Re: [PATCH v3] virtio-iommu: Rework the bypass feature

[Cornelia Huck <cohuck@redhat.com>]

On Fri, Oct 22 2021, Jean-Philippe Brucker <jean-philippe@linaro.org> wrote:

> The VIRTIO_IOMMU_F_BYPASS feature is awkward to use and incomplete.
> Although it is implemented by QEMU, it is not supported by any driver as
> far as I know. Replace it with a new VIRTIO_IOMMU_F_BYPASS_CONFIG
> feature.
>
> Two features are missing from virtio-iommu:
>
> * The ability for an hypervisor to start the device in bypass mode. The
>   wording for VIRTIO_IOMMU_F_BYPASS is not clear enough to allow it at
>   the moment, because it only specifies the behavior after feature
>   negotiation.
>
> * The ability for a guest to set individual endpoints in bypass mode
>   when bypass is globally disabled. An OS should have the ability to
>   allow only endpoints it trusts to bypass the IOMMU, while keeping DMA
>   disabled for endpoints it isn't even aware of. At the moment this can
>   only be emulated by creating identity mappings.
>
> The VIRTIO_IOMMU_F_BYPASS_CONFIG feature adds a 'bypass' config field
> that allows to enable and disable bypass globally. It also adds a new
> flag for the ATTACH request.
>
> * The hypervisor can start the VM with bypass enabled or, if it knows
>   that the software stack supports it, disabled. The 'bypass' config
>   fields is initialized to 0 or 1. It is sticky and isn't affected by
>   device reset.
>
> * Generally the firmware won't have an IOMMU driver and will need to be
>   started in bypass mode, so the bootloader and kernel can be loaded
>   from storage endpoint.
>
>   For more security, the firmware could implement a minimal virtio-iommu
>   driver that reuses existing virtio support and only touches the config
>   space.
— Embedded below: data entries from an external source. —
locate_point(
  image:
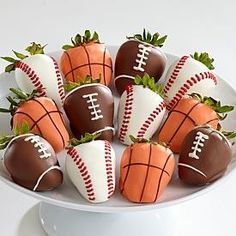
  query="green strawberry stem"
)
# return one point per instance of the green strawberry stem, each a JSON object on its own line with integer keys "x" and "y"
{"x": 79, "y": 40}
{"x": 24, "y": 129}
{"x": 214, "y": 104}
{"x": 149, "y": 82}
{"x": 205, "y": 59}
{"x": 69, "y": 86}
{"x": 84, "y": 139}
{"x": 147, "y": 37}
{"x": 34, "y": 48}
{"x": 19, "y": 98}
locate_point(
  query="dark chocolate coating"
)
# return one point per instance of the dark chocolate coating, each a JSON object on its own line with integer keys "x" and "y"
{"x": 213, "y": 160}
{"x": 126, "y": 59}
{"x": 80, "y": 116}
{"x": 23, "y": 162}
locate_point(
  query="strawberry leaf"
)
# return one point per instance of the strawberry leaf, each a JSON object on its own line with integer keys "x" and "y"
{"x": 205, "y": 59}
{"x": 147, "y": 37}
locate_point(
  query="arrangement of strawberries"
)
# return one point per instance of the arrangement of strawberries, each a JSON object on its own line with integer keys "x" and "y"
{"x": 155, "y": 121}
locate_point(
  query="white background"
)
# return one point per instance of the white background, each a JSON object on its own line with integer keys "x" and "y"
{"x": 202, "y": 25}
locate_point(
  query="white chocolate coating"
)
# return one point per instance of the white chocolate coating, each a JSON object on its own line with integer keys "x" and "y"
{"x": 94, "y": 173}
{"x": 146, "y": 110}
{"x": 186, "y": 76}
{"x": 41, "y": 70}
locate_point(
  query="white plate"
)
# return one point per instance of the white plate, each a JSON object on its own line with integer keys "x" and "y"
{"x": 67, "y": 196}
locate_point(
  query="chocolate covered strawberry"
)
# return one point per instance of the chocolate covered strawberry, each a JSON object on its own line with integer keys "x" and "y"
{"x": 139, "y": 55}
{"x": 37, "y": 71}
{"x": 189, "y": 74}
{"x": 86, "y": 56}
{"x": 141, "y": 109}
{"x": 189, "y": 112}
{"x": 145, "y": 170}
{"x": 90, "y": 164}
{"x": 205, "y": 155}
{"x": 31, "y": 161}
{"x": 89, "y": 107}
{"x": 42, "y": 116}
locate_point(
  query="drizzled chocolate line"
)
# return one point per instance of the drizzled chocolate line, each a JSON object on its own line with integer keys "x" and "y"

It could enable PCI bus mastering in bridges only for the
>   endpoints that need it, enable global IOMMU bypass by flipping a bit,
>   then tear everything down before handing control over to the OS. This
>   prevents vulnerability windows where a malicious endpoint reprograms
>   the IOMMU while the OS is configuring it [1].
>
>   The isolation provided by vIOMMUs has mainly been used for securely
>   assigning endpoints to untrusted applications so far, while kernel DMA
>   bypasses the IOMMU. But we can expect boot security to become as
>   important in virtualization as it presently is on bare-metal systems,
>   where some devices are untrusted and must never be able to access
>   memory that wasn't assigned to them.
>
> * The OS can enable and disable bypass globally. It can then enable
>   bypass for individual endpoints by attaching them to bypass domains,
>   using the new VIRTIO_IOMMU_ATTACH_F_BYPASS flag. It can disable bypass
>   by attaching them to normal domains.
>
> [1] IOMMU protection against I/O attacks: a vulnerability and a proof of concept
>     Morgan, B., Alata, Ã., Nicomette, V. et al.
>     https://link.springer.com/article/10.1186/s13173-017-0066-7
>
> Fixes: https://github.com/oasis-tcs/virtio-spec/issues/119
> Signed-off-by: Jean-Philippe Brucker <jean-philippe@linaro.org>
> ---
>
> The virtio-iommu spec with colored diff is available at
> https://jpbrucker.net/virtio-iommu/spec-bypass/virtio-iommu-f-bypass-config-v3-diff.pdf
>
> v1: https://www.mail-archive.com/virtio-dev@lists.oasis-open.org/msg07817.html
> v2: https://www.mail-archive.com/virtio-dev@lists.oasis-open.org/msg07898.html
> v3:
> * Normative statement about device reset vs. system reset - the bypass
>   bit is sticky across device reset to avoid the vulnerability described
>   above, but restored on system reset (a term also used by the virtio
>   memory device).
> * Explain that the field bypass is in effect as long as the new feature
>   is offered, even when not accepted by the driver
> * Another clarification about the state of an endpoint after detach.
> ---
>  conformance.tex  |   1 -
>  virtio-iommu.tex | 111 ++++++++++++++++++++++++++++++++++++++---------
>  2 files changed, 90 insertions(+), 22 deletions(-)

Now looks good to me.

Michael, do you think we should start voting?